Девушка помешала длинной кочергой уголья разгулявшейся печи, села на брёвнышко рядом с Толмаем и запела на первый взгляд тоскливо, но уж такие песни русские, никак нельзя на Руси без этого:
Не ковыль в поле травушка шатается —
Шатался, завалялся добрый молодец,
Пришатнулся, примотнулся к тихому Дону,
Вскрикнул добрый молодец громким голосом своим:
— Кто тут есть на море перевозчиком,
Перевезите меня на ту сторону!
Перевезите меня, братцы, схороните меня,
Схороните меня, братцы, промеж трёх дорог,
В головах моих поставьте животворящий крест,
В ногах моих поставьте ворона коня,
В правую руку саблю вострую. [74]
Чернава замолчала. Потом посмотрела прямо в глаза «добра молодца», у которого от женского взгляда разбежались по спине мурашки.

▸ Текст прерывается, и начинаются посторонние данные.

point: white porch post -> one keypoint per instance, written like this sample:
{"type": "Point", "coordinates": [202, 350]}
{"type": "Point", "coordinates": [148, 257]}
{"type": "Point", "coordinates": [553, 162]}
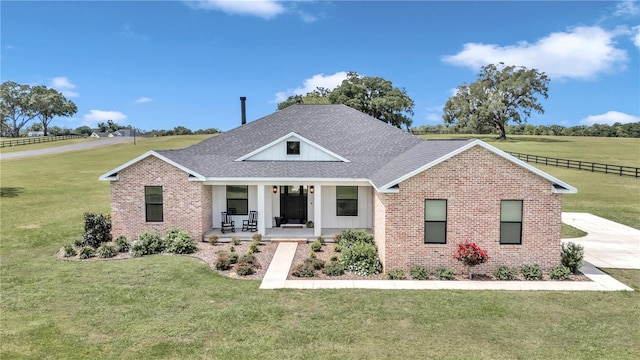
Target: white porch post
{"type": "Point", "coordinates": [261, 209]}
{"type": "Point", "coordinates": [317, 210]}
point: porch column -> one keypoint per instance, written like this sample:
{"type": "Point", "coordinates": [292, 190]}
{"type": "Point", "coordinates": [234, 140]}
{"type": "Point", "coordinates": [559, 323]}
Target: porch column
{"type": "Point", "coordinates": [317, 210]}
{"type": "Point", "coordinates": [261, 209]}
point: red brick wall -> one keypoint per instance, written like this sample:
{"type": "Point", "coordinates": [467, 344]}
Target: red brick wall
{"type": "Point", "coordinates": [186, 204]}
{"type": "Point", "coordinates": [474, 183]}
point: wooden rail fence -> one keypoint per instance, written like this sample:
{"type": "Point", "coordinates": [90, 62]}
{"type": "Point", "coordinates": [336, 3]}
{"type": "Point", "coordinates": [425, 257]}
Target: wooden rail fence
{"type": "Point", "coordinates": [36, 140]}
{"type": "Point", "coordinates": [580, 165]}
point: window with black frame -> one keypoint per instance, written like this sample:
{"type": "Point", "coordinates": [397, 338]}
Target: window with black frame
{"type": "Point", "coordinates": [153, 203]}
{"type": "Point", "coordinates": [347, 200]}
{"type": "Point", "coordinates": [511, 222]}
{"type": "Point", "coordinates": [237, 199]}
{"type": "Point", "coordinates": [435, 221]}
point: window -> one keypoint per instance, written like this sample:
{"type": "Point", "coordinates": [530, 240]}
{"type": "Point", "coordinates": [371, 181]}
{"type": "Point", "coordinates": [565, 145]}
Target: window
{"type": "Point", "coordinates": [153, 203]}
{"type": "Point", "coordinates": [293, 147]}
{"type": "Point", "coordinates": [435, 221]}
{"type": "Point", "coordinates": [237, 200]}
{"type": "Point", "coordinates": [511, 222]}
{"type": "Point", "coordinates": [347, 200]}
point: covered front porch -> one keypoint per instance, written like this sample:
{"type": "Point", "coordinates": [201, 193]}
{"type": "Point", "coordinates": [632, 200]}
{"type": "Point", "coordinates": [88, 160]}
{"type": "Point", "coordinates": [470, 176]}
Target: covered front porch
{"type": "Point", "coordinates": [278, 234]}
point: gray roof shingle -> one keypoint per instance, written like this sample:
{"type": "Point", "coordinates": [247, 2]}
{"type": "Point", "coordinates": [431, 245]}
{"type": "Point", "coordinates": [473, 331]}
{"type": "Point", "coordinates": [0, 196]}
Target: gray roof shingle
{"type": "Point", "coordinates": [376, 150]}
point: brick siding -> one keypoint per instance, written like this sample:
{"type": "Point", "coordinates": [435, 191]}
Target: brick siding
{"type": "Point", "coordinates": [186, 204]}
{"type": "Point", "coordinates": [473, 183]}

— Вот те края, где ты должон был Алатырь-камень отыскать, — тихохонько шепнула девушка. — А течёт из-под него речка Смородинка.
Губы девичьи были так близко, и так от них пахло свежей земляникой, ещё не поспевшей на солнечных таёжных полянах, что голова у парня не на шутку закружилась. Нижнее царство — нижним царством, а здесь такая девушка! И не где-то в подземельях, а вот она, рядом!
Толмай уже знал, что переплавка металла продлится до глубокой ночи, но уходить не собирался. В Стране Десяти городов ночь всегда удивляла чем-нибудь не отошедших ко сну. Жизнь продолжалась, не подвластная человеческим законам.
Следующая ночь, как всегда, свалилась внезапно из своих своясь, а день убрался отдыхать восвояси. Чернава по привычке хозяйничала у печки, а Толмай, как обычно, примостился на брёвнышке. Правда, на этот раз он нацепил красивый кожаный панцирь и к поясу прикрепил короткий бронзовый меч. Вот только от юбочки, сшитой из крупных вощёных листьев, парень избавиться не мог. Да и можно ли? Ведь эта часть одежды говорила каждому, что он — выходец из Месопотамии. Родину даже в малом никогда предавать нельзя. Иначе человек сразу же превратится в наёмника, торгующего не только своим телом, но и душой.
Только вооружённым Толмай явился неспроста. Дело в том, что Чернава обещала повести его под утро на прогулку. Сказала, что Лада и Сварог не против прогулки к Игримскому болоту и таинственно улыбнулась при том. Они должны были обойти болотистую пойму по краю, чтобы увидеть менка или аджину, за которыми именно под утро можно было понаблюдать исподтишка, самому, не будучи замеченным. Про вход в Нижний мир Чернавка пока что не обмолвилась, но, видимо, не время ещё.
А вот Игрим обещал быть интересным. Ведь нелюди сами к общению никогда не стремятся. То ли к утру у страхолюдин нюх притуплялся, то ли уставали от ночных мистических похождений, но по утрам многие их видели и многие уходили живыми, даже незамеченными.
Если бы не так, то откуда людям известно было бы про их проделки? Нелюди никого кроме себя не любят, и никого стараются живым не отпускать. Может быть, они действительно были когда-то ангелами и теперь в проклятии своём стараются повсеместно пакостить тварям Божьим.
А, может, созданные Всевышним, как вид противоположный человеческому существу, просто не могут жить иначе, кто знает. Но они разбросаны судьбой по всему миру, в каждой стране можно узнать про какого-нибудь упыря.
Правда, везде их воспринимают по-разному. Греки и этруски принимали их за богов, индусы, скифы и киммерийцы за идолов, только здесь вот, в Стране Десяти городов, нелюдей принимали как меньших братьев, живущих за чертой, то есть чертей. Что говорить, жителям этой страны были отпущены многие знания, поэтому они и предметы называли своими настоящими именами.
— Ты готов сегодня? — Нава с улыбкой посмотрела на гостя. — Молчи. Вижу — готов. Но на встречу с нелюдями или же меня покорить хочешь своим картинным снаряжением?
Толмай тут же смутился, но всё же картинно погладил себя по панцирю и молча кивнул. Понимай, как хочешь: то ли на защиту девушки от чертей меч понадобится, то ли от девушки самому защититься — кто его знает?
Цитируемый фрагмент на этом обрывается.